Nintendo’s latest Creator’s Voice video promoting the Switch 2 contains an unexpected surprise: Nvidia CEO Jensen Huang paying tribute to former Nintendo president Satoru Iwata for being the visionary behind the original Switch hardware’s success. The head of the $3.3 trillion graphics card company said the Switch 2 is the next chapter of that vision, hyping the launch of Nintendo’s next console in a mini-stump speech just two days out from release.
I still remember the day Iwata-san shared his dream with us,” Huang said. “He wanted to create something no one had seen before. A console powerful enough for big cinematic games but small enough to take anywhere. It sounded impossible but that vision became the original Nintendo Switch. We lost Iwata-san before the launch but his clarity, his purpose, it still inspires our work every day.”

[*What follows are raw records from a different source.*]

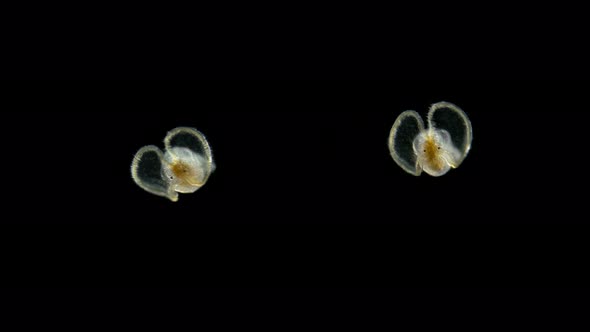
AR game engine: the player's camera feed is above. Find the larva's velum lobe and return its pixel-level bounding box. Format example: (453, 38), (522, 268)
(388, 102), (473, 176)
(131, 127), (215, 202)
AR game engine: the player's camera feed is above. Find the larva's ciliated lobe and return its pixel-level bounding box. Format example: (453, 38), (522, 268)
(131, 127), (215, 202)
(389, 102), (472, 176)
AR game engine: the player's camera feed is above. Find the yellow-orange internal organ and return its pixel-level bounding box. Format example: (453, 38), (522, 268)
(164, 148), (205, 193)
(414, 128), (461, 176)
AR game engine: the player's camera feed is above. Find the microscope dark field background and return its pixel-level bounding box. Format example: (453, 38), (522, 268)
(0, 80), (590, 288)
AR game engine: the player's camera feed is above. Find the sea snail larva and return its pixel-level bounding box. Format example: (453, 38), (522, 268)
(388, 102), (473, 176)
(131, 127), (215, 202)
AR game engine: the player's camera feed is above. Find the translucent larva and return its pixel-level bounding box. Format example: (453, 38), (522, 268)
(388, 102), (473, 176)
(131, 127), (215, 202)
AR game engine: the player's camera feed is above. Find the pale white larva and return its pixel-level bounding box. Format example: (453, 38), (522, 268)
(131, 127), (215, 202)
(388, 102), (473, 176)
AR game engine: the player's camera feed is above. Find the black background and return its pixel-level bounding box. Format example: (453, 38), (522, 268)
(1, 80), (590, 289)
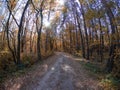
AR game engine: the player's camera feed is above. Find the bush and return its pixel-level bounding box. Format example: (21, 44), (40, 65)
(0, 51), (13, 71)
(22, 54), (36, 67)
(112, 49), (120, 79)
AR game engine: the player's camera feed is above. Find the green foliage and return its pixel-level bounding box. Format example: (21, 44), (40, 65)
(100, 74), (120, 90)
(112, 48), (120, 79)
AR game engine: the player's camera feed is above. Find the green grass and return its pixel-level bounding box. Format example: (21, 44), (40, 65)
(80, 61), (120, 90)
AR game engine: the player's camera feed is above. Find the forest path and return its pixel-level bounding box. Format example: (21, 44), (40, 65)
(7, 52), (102, 90)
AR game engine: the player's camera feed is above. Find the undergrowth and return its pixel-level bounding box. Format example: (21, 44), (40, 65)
(80, 61), (120, 90)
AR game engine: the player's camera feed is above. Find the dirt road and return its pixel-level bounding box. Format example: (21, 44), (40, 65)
(4, 53), (102, 90)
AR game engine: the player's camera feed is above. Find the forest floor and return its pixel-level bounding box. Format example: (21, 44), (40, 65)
(4, 52), (103, 90)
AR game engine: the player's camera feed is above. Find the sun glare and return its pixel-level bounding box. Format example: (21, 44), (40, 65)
(58, 0), (65, 5)
(44, 21), (50, 27)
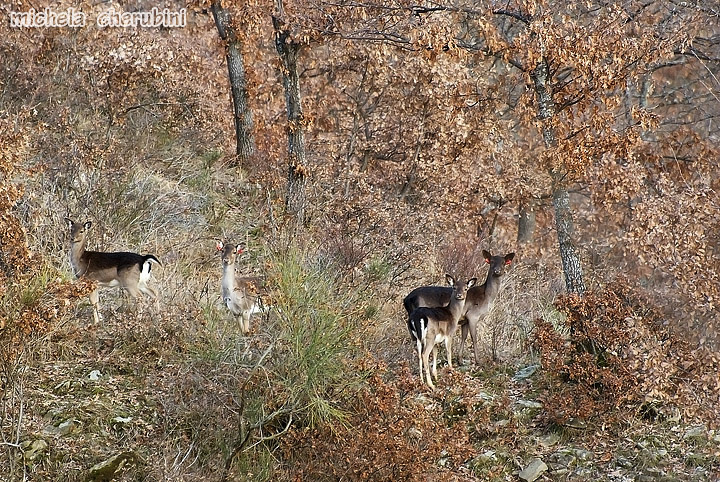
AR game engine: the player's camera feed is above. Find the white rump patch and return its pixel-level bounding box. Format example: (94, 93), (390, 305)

Iwata passed away after more than a decade as the head of Nintendo in July 2015 from cancer, just two years prior to the launch of the original Switch. NES Golf, one of the first games he ever worked on, was hidden in the original hardware as a tribute to the executive and developer that would only unlock when the console date was set to the day of his death. Nintendo has been tight-lipped about that easter egg, and rarely reflects on its own legacy and the people who created it in a public setting, making Huang’s mention even more striking.
The Switch 2, like its predecessor, runs on a custom Nvidia chip. While the tech last time around was repurposed from smartphones, the processing unit this time around appears to cater much more closely to the needs of a gaming machine, with the inclusion of DLSS, variable refresh rate, and other processing techniques aimed at boosting performance and visual clarity even on moderate specs. “Switch 2 is more than a new console, it’s a new chapter worthy of Iwata-san’s vision,” Huang said.